In its simplest definition, sexual assault is unwanted sexual contact. Sexual assault includes the act of rape (oral, anal, or vaginal intercourse without consent) or forced penetration by a foreign object (including a finger). It also includes non-penetrating acts such as touching an unwilling person’s sexual parts (e.g. breast, buttocks, genitalia), naked or through clothing, or forcing an unwilling person to touch another’s sexual parts.
Force includes the use of physical assault, threats of physical assault, or sexual contact with a person who is unable to consent (e.g. unconscious, too intoxicated to consent, asleep, etc.).
Non-forceful coercion can also be used, for example, threatening to reveal secrets, to tell others that the victim and offender had sexual intercourse, to fire an employee or fail a student (these cases also fit the definition of sexual harassment) or threatening the victim’s friends or family members are all forms of coercion.

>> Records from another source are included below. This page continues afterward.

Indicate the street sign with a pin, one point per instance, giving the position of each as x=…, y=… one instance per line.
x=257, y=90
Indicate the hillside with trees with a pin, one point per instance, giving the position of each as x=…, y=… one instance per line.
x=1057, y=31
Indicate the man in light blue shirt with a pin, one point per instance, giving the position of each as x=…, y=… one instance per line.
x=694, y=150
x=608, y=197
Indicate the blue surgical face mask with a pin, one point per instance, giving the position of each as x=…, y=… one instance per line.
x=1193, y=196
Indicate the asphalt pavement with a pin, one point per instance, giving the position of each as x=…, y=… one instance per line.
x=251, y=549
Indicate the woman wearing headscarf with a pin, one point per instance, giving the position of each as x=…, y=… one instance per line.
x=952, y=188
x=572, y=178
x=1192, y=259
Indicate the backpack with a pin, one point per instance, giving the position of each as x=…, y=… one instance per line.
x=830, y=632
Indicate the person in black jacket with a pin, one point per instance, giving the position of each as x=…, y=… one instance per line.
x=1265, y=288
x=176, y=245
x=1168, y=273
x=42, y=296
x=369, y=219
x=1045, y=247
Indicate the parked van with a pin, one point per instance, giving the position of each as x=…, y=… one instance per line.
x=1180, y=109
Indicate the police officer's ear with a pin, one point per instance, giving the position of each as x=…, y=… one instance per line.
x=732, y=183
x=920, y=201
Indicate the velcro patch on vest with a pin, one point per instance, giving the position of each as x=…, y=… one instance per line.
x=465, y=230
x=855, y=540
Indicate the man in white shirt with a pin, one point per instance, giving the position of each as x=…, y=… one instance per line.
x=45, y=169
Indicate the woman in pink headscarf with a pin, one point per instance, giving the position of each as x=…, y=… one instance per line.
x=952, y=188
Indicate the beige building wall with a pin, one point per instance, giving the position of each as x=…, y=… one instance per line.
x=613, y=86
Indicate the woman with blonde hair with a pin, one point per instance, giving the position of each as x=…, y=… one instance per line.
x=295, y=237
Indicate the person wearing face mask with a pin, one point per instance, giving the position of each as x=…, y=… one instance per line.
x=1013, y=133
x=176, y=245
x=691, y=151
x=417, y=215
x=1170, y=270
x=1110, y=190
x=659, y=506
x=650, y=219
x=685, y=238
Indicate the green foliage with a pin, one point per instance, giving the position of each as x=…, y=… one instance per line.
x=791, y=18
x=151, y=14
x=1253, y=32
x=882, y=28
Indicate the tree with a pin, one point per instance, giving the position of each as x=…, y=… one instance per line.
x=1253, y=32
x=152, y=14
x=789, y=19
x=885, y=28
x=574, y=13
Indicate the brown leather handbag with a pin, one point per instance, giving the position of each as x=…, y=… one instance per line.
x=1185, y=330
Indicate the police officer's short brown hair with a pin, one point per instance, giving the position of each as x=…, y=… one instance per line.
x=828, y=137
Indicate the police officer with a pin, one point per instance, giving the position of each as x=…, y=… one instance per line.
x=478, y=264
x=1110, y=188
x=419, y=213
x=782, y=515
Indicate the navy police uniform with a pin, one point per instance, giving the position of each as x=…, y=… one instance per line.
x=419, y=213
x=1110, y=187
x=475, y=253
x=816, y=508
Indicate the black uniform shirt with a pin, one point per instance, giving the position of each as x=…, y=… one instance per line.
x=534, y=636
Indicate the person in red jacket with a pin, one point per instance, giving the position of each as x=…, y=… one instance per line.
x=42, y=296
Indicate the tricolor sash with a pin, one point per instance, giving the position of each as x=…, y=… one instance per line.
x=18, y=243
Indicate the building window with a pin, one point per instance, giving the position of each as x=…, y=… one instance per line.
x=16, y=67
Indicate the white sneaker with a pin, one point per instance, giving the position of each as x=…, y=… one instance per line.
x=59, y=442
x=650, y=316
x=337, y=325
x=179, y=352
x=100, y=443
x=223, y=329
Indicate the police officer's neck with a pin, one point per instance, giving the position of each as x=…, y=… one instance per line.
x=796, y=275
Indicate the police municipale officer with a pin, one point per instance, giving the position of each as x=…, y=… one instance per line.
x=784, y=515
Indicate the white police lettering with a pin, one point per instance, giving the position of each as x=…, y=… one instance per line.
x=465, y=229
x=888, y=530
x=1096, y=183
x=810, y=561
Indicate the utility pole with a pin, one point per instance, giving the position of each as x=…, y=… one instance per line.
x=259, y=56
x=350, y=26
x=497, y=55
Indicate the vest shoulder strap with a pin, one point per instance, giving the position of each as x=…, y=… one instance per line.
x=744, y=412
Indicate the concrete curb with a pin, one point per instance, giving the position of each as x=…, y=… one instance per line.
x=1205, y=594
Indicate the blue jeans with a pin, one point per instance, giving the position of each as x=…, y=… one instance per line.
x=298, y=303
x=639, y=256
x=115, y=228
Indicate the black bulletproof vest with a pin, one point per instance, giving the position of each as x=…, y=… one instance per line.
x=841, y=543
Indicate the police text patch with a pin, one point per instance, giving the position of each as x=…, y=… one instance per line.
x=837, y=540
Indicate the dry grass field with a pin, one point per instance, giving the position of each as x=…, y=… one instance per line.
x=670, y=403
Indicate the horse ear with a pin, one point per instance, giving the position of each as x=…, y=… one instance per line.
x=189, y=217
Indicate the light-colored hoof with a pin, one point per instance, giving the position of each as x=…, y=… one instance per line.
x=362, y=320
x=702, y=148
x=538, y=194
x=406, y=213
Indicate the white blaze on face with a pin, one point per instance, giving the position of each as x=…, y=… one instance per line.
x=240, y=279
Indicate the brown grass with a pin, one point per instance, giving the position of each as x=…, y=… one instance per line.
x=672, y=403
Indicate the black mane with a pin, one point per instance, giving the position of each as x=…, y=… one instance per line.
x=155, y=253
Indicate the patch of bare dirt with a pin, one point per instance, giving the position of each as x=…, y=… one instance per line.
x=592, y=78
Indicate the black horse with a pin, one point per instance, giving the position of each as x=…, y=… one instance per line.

The vast majority of sexual assaults are committed by someone the victims knows, ranging
from friends and acquaintances to dates, romantic partners, and spouses or domestic
partners. Although people often think that sexual assault is something that only happens to
women, this is not the case. Both men and women are sexually assaulted, as are people of every ethnicity, age,
culture, religion, economic background, or sexual orientation.
About same-sex sexual assault
Although people typically think of a man assaulting a woman, sexual assault occur between people of the same-sex as well. As with opposite sex sexual assault, the majority of same-sex sexual assault occurs between people who know each other or who are intimately involved. Sexual assault can also be part of a bias or hate crime against someone perceived to be gay, lesbian, bisexual, or transgender. Victims of same-sex sexual assault face the same difficulties as other victims, but they may also have to deal with additional issues.